Une définition de cette approche est proposée par l’American Psychological Association (APA) : (définition élaborée par l’Exécutive Committee de l’APA, Division of psychological Hypnosis)3…Lorsque l’hypnose est utilisée, une personne (le sujet) est guidée par une autre personne (l’hypnopraticien) à l’aide de suggestions afin de modifier son expérience subjective, altérer ses perceptions, sensations, émotions, pensées et comportement. Les individus peuvent également apprendre l’autohypnose, qui consiste en le fait d’utiliser seul des protocoles d’hypnose. Lorsqu’une personne répond aux suggestions hypnotiques, on dit généralement qu’elle a été hypnotisée…

 

Au sein de la population générale, la sensibilité individuelle à l'hypnose est variable : 10 % des personnes sont peu sensibles. Sur les 90% de personnes dites sensibles, 90 % sont faciles à hypnotiser et 10 % très faciles à hypnotiser.4

 

 "Apprendre l'hypnose c’est apprendre à accepter toutes les solutions apportées par le patient, y compris et surtout celles qui ne rentrent pas dans un cadre formalisé soignant."

Déroulement d’une séance classique

Une séance d’hypnose formelle est un processus qui se déroule en plusieurs étapes durant lesquelles va s'organiser une certaine concentration de l'attention du patient afin qu'il puisse, dans un second temps, élargir son champ de conscience et explorer d'autres manières de faire et percevoir de nouvelles capacités, faire un pas de côté.

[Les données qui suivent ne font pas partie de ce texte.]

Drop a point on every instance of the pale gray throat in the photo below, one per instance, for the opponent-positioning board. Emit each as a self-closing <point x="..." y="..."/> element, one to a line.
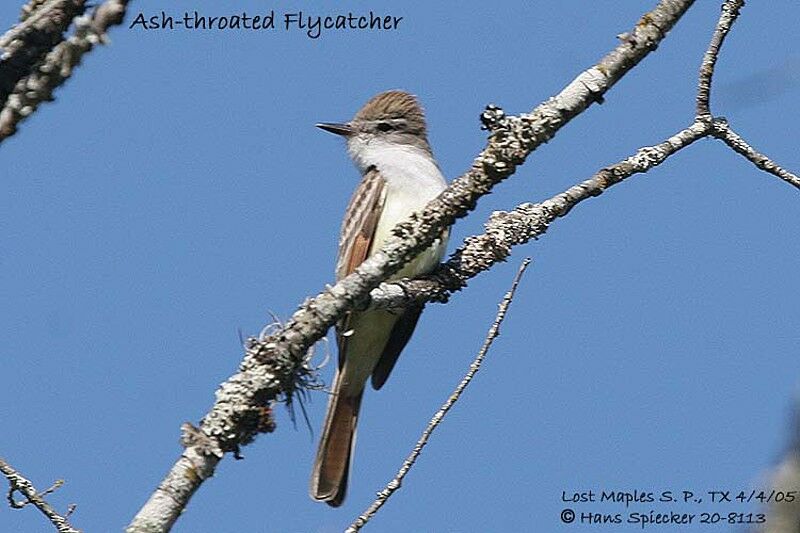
<point x="395" y="161"/>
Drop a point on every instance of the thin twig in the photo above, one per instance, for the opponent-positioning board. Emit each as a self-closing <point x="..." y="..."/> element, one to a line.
<point x="730" y="12"/>
<point x="397" y="481"/>
<point x="724" y="132"/>
<point x="18" y="483"/>
<point x="27" y="43"/>
<point x="57" y="66"/>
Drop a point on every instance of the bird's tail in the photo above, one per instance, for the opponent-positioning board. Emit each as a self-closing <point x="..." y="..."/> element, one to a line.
<point x="332" y="465"/>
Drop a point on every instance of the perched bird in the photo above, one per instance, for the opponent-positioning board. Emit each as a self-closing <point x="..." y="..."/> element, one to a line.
<point x="387" y="139"/>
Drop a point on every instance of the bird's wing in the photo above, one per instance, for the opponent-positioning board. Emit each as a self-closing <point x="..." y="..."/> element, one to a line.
<point x="358" y="232"/>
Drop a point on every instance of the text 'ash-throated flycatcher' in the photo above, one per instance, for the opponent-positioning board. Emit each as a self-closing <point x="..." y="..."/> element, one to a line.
<point x="387" y="140"/>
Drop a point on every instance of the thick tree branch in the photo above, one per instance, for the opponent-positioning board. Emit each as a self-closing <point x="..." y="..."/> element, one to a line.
<point x="272" y="367"/>
<point x="56" y="67"/>
<point x="18" y="483"/>
<point x="784" y="516"/>
<point x="397" y="481"/>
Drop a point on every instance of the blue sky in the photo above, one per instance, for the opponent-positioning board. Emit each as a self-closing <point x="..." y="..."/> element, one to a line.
<point x="177" y="193"/>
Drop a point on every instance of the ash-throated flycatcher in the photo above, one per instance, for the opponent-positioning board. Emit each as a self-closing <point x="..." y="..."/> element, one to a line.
<point x="388" y="142"/>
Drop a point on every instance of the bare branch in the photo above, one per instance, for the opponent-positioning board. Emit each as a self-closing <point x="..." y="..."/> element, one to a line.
<point x="18" y="483"/>
<point x="730" y="12"/>
<point x="397" y="481"/>
<point x="57" y="65"/>
<point x="722" y="130"/>
<point x="273" y="367"/>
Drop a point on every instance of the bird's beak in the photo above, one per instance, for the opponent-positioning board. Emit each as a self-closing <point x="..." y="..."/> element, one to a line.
<point x="339" y="129"/>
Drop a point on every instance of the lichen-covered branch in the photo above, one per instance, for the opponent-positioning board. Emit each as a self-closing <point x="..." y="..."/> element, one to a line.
<point x="18" y="483"/>
<point x="506" y="229"/>
<point x="724" y="132"/>
<point x="274" y="366"/>
<point x="56" y="67"/>
<point x="26" y="44"/>
<point x="397" y="481"/>
<point x="730" y="12"/>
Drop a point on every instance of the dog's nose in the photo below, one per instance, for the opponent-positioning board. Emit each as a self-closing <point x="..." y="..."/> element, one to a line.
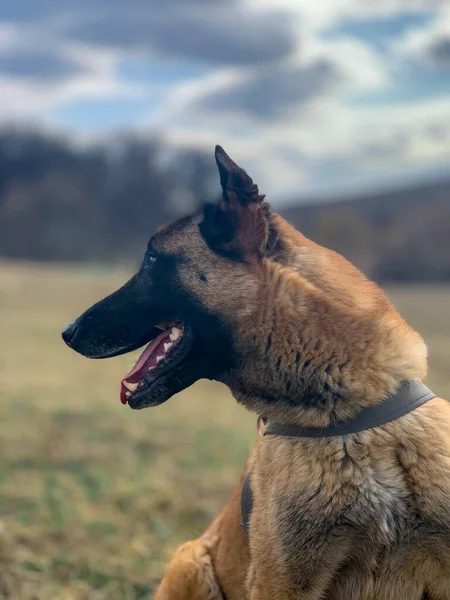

Les différentes étapes sont les suivantes :

 

  • l’induction : il est demandé au patient de fixer son attention sur une perception ou plusieurs, successivement (visuelles, auditives, kinesthésiques, olfactives, gustatives), une douleur, un souvenir, une image, un mouvement, un son etc., selon le problème à traiter. Cette focalisation de l’attention, qui marque le début du processus hypnotique, permet au patient de faire abstraction de nombreux éléments extérieurs ou intérieurs. Cet état de centration sur l'individu, son corps et ses sensations permet le passage vers l'étape suivante, la dissociation.
  • la dissociation psychique est l'état hypnotique à proprement parler ou le sujet est à la fois ici et ailleurs dans son monde intérieur, extrêmement attentif à ce qui lui est proposé par le thérapeute. Il entre alors, accompagné par le thérapeute, dans un autre type de perception élargie (appelée "perceptude" par F.Roustang)5.
  • la phase thérapeutique, le patient, guidé par le thérapeute à l'aide de divers exercices (suggestions, métaphores...) est amené à observer son problème sous un autre angle, à puiser dans ses ressources, à imaginer d'autres types de fonctionnements qui lui permettront de contourner, résoudre ses difficultés.

 

La séance se termine par le retour à la sensorialité habituelle (= sortie de transe) avec les réaménagements apportés par la séance d'hypnose

L’hypnose conversationnelle

L’hypnose conversationnelle est une forme d’hypnose assez récente et qui n’a pas recours à une transe hypnotique. Elle se base sur un langage et des techniques bien spécifiques. Avec l’hypnose conversationnelle, le thérapeute va inciter fortement son patient à modifier un comportement par exemple, sans que celui-ci ne s’en aperçoive. C’est au détour d’une conversation que le professionnel ayant reçu une formation à l'hypnose va pouvoir suggérer cette modification. Il s’adresse directement à l’inconscient du patient sans modifier son état de conscience, donc sans le faire entrer en transe hypnotique.

 

Une séance d’hypnose conversationnelle ressemble en fait à une simple conversation entre un patient et son thérapeute. C’est au cours de cette discussion que le professionnel va émettre des suggestions destinées à l’inconscient du patient afin de l’inciter à changer de comportement. La personne ressort en pensant avoir simplement discuté, mais en réalité, le thérapeute a fait travailler son esprit inconscient.

 

Les étapes de l’hypnose conversationnelle sont plutôt simples. Il s’agit tout d’abord de focaliser l’attention de la personne sur vos paroles. Dès cette première phase, le vocabulaire utilisé peut avoir une grande importance. La deuxième étape consiste à passer outre le facteur critique. L’inconscient du patient n’est en effet pas accessible facilement, il est nécessaire de détourner son attention. Si des réponses corporelles commencent à apparaître, vous êtes sur la bonne voie pour débuter l’hypnose conversationnelle.

 

 "Une séance d’hypnose conversationnelle ressemble en fait à une simple conversation entre un patient et son thérapeute."

Quel crédit scientifique pour l’hypnose ?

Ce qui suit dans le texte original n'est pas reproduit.